For Jews around the world, this evening marks the beginning of the two day celebration of their New Year, Rosh Hashana.
The festival of Rosh Hashanah which means Head of the New Year is observed for two days beginning on the first day of the Jewish year. It is the anniversary of the creation of Adam and Eve, the first man and woman. The explanation below was excerpted from the web site Chabad.org
The central observance of Rosh Hashanah is the sounding of the shofar, the ram’s horn, which also represents the trumpet blast of a people’s coronation of their king. The cry of the shofar is also a call to repentance, for Rosh Hashanah is also the anniversary of man’s first sin and his repentance thereof, and serves as the first of the “Ten Days of Repentance” which culminate in Yom Kippur, the Day of Atonement. Another significance of the shofar is to recall the Binding of Isaac which also occurred on Rosh Hashanah, in which a ram took Isaac’s place as an offering to God; we evoke Abraham’s readiness to sacrifice his son, and plead that the merit of his deed should stand by us as we pray for a year of life, health and prosperity. Altogether, we listen to one hundred shofar blasts over the course of the Rosh Hashanah services.

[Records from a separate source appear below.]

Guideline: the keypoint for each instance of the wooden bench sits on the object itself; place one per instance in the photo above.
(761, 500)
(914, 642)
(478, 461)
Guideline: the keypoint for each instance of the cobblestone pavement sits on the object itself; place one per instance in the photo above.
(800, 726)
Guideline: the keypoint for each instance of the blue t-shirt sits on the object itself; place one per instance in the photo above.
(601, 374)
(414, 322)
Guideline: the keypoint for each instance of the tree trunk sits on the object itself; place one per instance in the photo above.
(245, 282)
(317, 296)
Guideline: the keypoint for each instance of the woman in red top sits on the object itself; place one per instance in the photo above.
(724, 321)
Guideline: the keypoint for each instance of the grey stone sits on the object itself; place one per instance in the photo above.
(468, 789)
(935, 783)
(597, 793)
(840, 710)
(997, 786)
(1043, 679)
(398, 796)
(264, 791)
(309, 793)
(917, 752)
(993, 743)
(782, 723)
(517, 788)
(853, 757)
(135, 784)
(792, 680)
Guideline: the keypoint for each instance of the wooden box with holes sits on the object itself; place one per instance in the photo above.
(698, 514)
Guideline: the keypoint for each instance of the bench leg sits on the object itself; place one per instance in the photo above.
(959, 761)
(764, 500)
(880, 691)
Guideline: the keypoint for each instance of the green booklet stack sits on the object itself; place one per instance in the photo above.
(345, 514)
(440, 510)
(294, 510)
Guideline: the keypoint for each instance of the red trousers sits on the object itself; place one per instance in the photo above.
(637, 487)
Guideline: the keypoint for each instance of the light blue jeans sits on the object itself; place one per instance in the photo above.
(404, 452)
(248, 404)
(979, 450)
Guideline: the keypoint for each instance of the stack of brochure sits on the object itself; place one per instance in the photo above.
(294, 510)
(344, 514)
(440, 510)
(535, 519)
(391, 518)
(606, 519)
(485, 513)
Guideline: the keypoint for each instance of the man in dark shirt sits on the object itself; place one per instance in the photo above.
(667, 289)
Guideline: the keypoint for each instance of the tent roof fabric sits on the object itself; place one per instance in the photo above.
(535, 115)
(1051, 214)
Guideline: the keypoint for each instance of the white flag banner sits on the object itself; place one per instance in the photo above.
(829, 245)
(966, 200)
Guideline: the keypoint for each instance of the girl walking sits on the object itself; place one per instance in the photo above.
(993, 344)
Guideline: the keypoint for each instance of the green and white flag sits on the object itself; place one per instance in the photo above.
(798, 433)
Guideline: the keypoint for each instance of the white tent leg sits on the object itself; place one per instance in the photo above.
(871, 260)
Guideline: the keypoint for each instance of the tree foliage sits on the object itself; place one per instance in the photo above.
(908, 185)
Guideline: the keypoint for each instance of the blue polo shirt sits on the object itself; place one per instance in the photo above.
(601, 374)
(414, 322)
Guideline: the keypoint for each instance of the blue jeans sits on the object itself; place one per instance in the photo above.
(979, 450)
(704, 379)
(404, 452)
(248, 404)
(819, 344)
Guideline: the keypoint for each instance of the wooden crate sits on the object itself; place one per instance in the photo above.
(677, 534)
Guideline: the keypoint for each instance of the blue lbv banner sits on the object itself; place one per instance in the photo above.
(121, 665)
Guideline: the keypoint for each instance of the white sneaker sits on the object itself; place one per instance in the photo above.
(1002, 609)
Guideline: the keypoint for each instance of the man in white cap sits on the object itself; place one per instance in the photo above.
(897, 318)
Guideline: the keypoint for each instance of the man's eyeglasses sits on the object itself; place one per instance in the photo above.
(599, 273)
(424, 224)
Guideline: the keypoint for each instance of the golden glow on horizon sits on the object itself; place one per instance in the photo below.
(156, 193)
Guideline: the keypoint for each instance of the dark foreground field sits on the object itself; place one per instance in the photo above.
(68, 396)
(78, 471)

Additional Rosh Hashanah observances include: a) Eating a piece of apple dipped in honey, to symbolize our desire for a sweet year, and other special foods symbolic of the new year’s blessings. b) Blessing one another with the words “Leshanah tovah tikateiv veteichateim,” “May you be inscribed and sealed for a good year.” c) Tashlich, a special prayer said near a body of water (an ocean, river, pond, etc.), in evocation of the verse, “And You shall cast their sins into the depths of the sea.” And as with every major Jewish holiday, after candlelighting and prayers we recite kiddush and make a blessing on the challah.